Today's Overview
- A Chinese MoE puts "self-evolution" on the roadmap. MiniMax-M2 runs 230B params with only 9.8B active, built end-to-end for agent work, and its latest checkpoint can already debug its own training and rewrite its own scaffold.
- The biggest waste in parallel reasoning is branches thinking in isolation. CPT lets thinking branches share intermediate findings in real time, training-free, and pushes the accuracy-latency curve forward on competition math.
- RL-trained agents drift into over-calling tools. AKBE teaches a model when to look something up versus trust its own knowledge: 18% fewer tool calls, higher accuracy, 25% better tool efficiency.
- A skill shouldn't be a throwaway script. MUSE-Autoskill gives agent skills a full lifecycle so they carry experience across tasks and fix themselves through unit tests.
Featured
01 Training A 230B Model Starts Fixing Itself
The last two years have been a race on parameter counts and activation ratios. The hard part is different: turning a model into something that does work, not a student that answers questions. MiniMax's M2 series takes an aggressive position. Total params hit 229.9B, only 9.8B fire per token, and the whole stack — data to training — is built for agent work.

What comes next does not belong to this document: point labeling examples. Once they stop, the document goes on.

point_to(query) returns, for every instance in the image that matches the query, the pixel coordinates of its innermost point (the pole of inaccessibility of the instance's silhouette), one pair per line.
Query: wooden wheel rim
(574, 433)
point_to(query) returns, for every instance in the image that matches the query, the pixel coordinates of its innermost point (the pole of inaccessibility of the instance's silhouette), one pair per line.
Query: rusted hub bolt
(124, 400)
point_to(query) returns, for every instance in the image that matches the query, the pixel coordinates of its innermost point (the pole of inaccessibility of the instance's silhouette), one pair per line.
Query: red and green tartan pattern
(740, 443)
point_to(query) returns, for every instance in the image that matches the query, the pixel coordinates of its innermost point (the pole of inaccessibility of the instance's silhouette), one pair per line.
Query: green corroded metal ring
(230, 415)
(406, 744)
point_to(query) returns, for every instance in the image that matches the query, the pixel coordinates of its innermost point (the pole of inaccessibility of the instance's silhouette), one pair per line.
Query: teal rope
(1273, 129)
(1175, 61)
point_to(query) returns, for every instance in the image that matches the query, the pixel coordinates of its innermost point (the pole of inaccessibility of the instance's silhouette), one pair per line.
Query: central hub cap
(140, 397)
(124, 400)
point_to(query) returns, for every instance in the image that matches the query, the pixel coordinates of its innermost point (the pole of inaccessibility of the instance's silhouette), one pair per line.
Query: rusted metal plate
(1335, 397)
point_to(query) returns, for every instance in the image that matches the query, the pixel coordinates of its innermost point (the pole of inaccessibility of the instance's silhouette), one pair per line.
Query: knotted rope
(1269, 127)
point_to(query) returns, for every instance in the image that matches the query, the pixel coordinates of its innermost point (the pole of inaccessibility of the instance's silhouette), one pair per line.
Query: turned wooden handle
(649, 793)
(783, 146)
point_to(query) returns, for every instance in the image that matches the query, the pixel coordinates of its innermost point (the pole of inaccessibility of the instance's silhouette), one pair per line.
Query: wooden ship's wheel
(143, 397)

An agent-driven data pipeline produces large volumes of verifiable coding and office traces. Each trace binds to a real, runnable workspace and an "artifact-aligned" reward. The most interesting piece is the latest M2.7 checkpoint, which takes a first step toward self-evolution: it can autonomously debug its own training and modify its own scaffold. The companion system, Forge, is an RL stack for long-horizon agent traces that cleanly decouples training, inference, and the agent, working with both white-box and black-box agents.
For teams tracking open or in-house base models, this is another data point on small activation buying strong capability. The self-evolution part is the one to follow — though the real grade depends on hands-on testing.
Key takeaways: - 230B total params, 9.8B active, with the full pipeline built for agentic deployment rather than answering questions. - M2.7 can already debug its own training and rewrite its own scaffold, making self-evolution more than a slogan. - Forge decouples training, inference, and agent, and is the engineering base that makes the whole thing run.
Source: The MiniMax-M2 Series: Mini Activations Unleashing Max Real-World Intelligence
02 Reasoning Several Branches Think Together, Still Slow
Running several lines of thought in parallel and picking the best is now standard for stronger reasoning. One waste gets overlooked: the branches are sealed off from each other. An intermediate result that branch A worked hard to find, branch B can't see, so it reruns the same path. The same finding gets rediscovered over and over, and the search gets longer for no reason.
CPT — Collaborative Parallel Thinking — takes the direct route: let the branches talk in real time. It pulls condensed intermediate information from each in-progress branch, maintains a deduplicated "information pool," then broadcasts the pool back into each branch's context. Later steps reuse what others found instead of rebuilding the wheel. The whole thing is training-free, a pure inference-time framework.
On competition math benchmarks like HMMT and AIME, CPT pushes the accuracy-latency Pareto front outward, and it holds across rollout budgets and model sizes. For teams running inference services and trying to cut test-time cost, this is an optimization you can try without retraining.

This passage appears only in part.